Il est également conseillé de signaler l’incident aux autorités compétentes, comme la CNIL en France ou le CERT national, selon la réglementation en vigueur.

Conclusion : une alerte à ne pas ignorer

La faille CVE-2026-4020 dans Gravity SMTP rappelle une fois de plus que les vulnérabilités dans les plugins WordPress, même classées comme “moyennes”, peuvent avoir des conséquences graves. Son exploitation massive depuis début juin 2025 montre que les cybercriminels n’hésitent pas à cibler des failles accessibles pour infiltrer des milliers de sites en peu de temps. Pour les administrateurs, la priorité est claire : mettre à jour immédiatement le plugin, surveiller les logs et appliquer les bonnes pratiques de sécurité.

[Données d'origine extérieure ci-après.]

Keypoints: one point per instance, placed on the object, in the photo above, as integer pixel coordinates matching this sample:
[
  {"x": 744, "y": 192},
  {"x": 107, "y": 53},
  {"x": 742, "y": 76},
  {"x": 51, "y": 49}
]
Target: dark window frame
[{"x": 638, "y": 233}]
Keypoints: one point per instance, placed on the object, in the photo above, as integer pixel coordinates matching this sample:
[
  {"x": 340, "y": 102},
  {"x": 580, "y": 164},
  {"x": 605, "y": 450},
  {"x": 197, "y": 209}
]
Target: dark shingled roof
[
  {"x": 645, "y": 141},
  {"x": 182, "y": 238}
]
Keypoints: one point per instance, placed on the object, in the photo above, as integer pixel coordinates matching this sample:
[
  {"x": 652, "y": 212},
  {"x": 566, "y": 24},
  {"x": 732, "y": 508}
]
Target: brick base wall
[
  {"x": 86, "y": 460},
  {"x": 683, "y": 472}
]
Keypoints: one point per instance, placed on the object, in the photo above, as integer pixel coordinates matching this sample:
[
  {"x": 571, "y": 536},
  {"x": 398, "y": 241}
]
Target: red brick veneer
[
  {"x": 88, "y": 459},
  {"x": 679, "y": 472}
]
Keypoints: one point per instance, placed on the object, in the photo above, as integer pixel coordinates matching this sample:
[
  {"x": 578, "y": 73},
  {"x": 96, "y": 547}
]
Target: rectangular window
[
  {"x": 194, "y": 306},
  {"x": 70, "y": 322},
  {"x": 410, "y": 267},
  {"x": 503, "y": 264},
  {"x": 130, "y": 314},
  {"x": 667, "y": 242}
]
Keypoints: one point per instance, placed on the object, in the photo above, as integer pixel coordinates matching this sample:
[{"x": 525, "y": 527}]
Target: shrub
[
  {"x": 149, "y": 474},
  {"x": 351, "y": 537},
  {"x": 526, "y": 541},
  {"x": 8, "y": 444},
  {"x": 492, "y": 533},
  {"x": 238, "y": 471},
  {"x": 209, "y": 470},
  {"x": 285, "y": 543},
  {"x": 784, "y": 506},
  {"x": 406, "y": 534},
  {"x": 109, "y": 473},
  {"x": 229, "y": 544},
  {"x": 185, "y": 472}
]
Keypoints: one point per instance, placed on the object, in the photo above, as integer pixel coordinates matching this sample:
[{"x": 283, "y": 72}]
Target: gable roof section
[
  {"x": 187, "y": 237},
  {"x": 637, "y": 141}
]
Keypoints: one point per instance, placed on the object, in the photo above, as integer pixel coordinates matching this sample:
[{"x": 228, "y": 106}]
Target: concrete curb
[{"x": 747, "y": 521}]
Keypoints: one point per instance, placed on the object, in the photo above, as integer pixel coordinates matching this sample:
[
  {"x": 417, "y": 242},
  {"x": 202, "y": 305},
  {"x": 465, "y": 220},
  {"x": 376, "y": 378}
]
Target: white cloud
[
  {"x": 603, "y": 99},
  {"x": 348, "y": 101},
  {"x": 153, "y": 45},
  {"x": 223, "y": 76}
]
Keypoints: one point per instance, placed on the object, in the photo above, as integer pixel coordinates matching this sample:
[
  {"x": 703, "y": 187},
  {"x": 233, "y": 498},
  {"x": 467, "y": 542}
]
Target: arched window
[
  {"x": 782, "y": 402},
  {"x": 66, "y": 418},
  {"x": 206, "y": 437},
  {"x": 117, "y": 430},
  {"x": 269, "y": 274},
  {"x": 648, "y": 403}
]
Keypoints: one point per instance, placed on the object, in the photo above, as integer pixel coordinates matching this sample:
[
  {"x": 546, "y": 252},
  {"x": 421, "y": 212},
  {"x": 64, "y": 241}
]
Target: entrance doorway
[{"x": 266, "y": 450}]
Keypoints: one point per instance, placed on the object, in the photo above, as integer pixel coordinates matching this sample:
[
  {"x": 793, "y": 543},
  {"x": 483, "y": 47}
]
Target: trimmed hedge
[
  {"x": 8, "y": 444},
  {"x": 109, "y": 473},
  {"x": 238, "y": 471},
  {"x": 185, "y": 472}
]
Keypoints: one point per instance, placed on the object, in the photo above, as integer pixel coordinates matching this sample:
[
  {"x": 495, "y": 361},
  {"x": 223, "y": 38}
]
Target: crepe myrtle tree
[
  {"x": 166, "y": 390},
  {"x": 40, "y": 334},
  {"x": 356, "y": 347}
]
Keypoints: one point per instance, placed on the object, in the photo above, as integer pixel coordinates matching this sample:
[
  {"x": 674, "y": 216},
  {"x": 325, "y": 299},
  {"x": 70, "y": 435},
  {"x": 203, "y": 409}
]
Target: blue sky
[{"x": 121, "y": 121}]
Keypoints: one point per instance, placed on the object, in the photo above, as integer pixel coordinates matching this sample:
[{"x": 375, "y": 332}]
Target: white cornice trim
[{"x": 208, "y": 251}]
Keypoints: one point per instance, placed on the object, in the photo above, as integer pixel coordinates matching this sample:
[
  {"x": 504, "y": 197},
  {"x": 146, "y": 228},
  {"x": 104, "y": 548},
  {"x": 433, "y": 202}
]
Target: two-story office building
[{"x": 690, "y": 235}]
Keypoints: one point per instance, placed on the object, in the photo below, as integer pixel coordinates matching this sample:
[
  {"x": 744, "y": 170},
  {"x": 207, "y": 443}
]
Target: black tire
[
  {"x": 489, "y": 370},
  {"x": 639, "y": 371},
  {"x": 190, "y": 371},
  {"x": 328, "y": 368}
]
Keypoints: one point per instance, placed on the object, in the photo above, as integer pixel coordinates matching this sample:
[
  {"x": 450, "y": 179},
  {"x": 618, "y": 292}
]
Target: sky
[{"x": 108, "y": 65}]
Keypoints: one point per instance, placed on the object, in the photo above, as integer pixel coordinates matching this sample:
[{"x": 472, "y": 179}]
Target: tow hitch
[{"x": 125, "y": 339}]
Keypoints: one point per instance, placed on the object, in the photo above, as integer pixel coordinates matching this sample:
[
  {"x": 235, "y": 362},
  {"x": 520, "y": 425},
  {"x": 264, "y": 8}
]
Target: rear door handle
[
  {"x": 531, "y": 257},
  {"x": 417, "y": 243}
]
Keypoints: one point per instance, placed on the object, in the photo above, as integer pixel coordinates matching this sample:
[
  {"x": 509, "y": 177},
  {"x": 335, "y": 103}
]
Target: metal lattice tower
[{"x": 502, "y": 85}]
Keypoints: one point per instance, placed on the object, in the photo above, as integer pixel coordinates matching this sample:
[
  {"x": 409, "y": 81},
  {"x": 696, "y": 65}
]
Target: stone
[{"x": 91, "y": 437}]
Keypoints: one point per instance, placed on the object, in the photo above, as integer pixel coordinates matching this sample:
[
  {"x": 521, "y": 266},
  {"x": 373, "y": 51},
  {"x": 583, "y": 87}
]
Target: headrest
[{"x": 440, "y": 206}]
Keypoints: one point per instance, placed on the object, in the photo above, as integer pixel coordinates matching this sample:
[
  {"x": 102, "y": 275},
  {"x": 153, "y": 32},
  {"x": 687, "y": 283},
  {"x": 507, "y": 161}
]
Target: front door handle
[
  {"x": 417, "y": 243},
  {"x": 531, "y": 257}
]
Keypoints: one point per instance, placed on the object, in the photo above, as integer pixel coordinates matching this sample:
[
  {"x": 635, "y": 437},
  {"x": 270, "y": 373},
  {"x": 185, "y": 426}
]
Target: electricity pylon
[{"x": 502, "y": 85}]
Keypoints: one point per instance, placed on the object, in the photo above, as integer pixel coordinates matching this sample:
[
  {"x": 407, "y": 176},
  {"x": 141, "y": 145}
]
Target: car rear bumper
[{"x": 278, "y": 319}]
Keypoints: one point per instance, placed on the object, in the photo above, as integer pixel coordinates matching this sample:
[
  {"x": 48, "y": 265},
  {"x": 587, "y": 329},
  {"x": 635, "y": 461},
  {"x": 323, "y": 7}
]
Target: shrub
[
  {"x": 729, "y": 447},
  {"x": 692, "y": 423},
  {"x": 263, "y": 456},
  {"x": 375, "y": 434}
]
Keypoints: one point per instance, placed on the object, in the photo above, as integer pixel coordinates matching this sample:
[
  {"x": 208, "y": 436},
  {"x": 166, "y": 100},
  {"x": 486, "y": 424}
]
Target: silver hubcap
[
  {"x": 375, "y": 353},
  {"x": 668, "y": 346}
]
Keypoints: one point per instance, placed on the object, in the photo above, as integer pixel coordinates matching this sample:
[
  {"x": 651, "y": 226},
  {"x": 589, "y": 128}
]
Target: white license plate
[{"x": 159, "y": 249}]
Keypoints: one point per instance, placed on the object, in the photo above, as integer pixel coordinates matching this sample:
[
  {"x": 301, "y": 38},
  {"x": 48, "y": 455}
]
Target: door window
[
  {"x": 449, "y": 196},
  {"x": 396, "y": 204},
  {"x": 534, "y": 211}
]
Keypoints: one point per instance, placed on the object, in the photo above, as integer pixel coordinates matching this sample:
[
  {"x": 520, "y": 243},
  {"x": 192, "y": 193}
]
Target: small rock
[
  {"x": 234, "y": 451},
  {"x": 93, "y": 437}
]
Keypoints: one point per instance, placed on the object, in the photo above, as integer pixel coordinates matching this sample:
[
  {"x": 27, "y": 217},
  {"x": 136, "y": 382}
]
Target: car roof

Les sites WordPress représentent une part majeure de l’écosystème web, et leur sécurité est un enjeu collectif. En traitant les mises à jour et les vulnérabilités avec sérieux, les administrateurs peuvent non seulement protéger leurs propres données, mais aussi contribuer à la sécurité globale d’Internet. Ne pas agir aujourd’hui pourrait exposer le site à des risques bien plus importants demain.